The Strong Interest inventory has been around for just about 100 years. It was developed by a psychologist, EK Strong, to help measure people’s interest. Strong found this area of human research of value since he’d long suspected that to be fulfilled in a career, a person’s interests should match the qualifications of that industry.
Choosing a career is tough. It’s even more difficult for you since you’ve been absent from the civilian workforce for a few years. Adding to that challenge is that you’ve just spent a significant portion of your life being told what to do – no matter your likes or dislikes. Taking a self-assessment tool like the Strong Interest Inventory might feel a little alien or weird.
But it’s worth your time to take the test. Sometimes, you might want to consult with a career coach to help you interpret your results or to help place you in an appropriate career. If you’re going it alone, keep the following in mind.
A Strong Interest Inventory consists of 291 items. Expect it to take about 40 minutes to complete. You’ll need to answer questions about your likes and dislikes, so now is not the time to be neutral. Think about what you really want in a career and be prepared to answer questions about your occupational preferences, free time activities, and your personal characteristics.
Your result will be in the form of a report that covers six sections.
General Occupation Themes (GOT) – Formed from six broad areas into which most people can be categorized, your scores will be compared to average scores for your gender. Then, based on your rating, your interest level in these six categories will be determined.

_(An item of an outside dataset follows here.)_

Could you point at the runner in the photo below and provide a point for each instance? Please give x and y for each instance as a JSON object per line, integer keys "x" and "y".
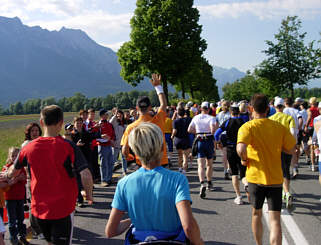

Basic Interest Skills (BIS) – These are your top interests based on what you answered about your favorite work and free-time activities.
Occupational Scales (OS) – This section details a list of occupations that match your interests. It’s created from comparing your interests to those who work in careers that might have similar activities.
Personal Styles Scales (PSS) – Your preferences regarding work style and learning environment, along with leadership style and team orientation, will help you begin to explore occupations that might match your profile.
Profile Summary – This graphic representation of your results serves as a visual reference that you can use during your job search.
Response Summary – Your responses are categorized for each section, which will help with quick reference.
Though it might seem a little unusual, taking a self-assessment tool like the Strong Interest Inventory can help you, especially if you feel like you’re not able to find a career that matches your interests and skills. It’s worthwhile to explore this kind of assessment to at least find your footing in the civilian work sector and then explore from there.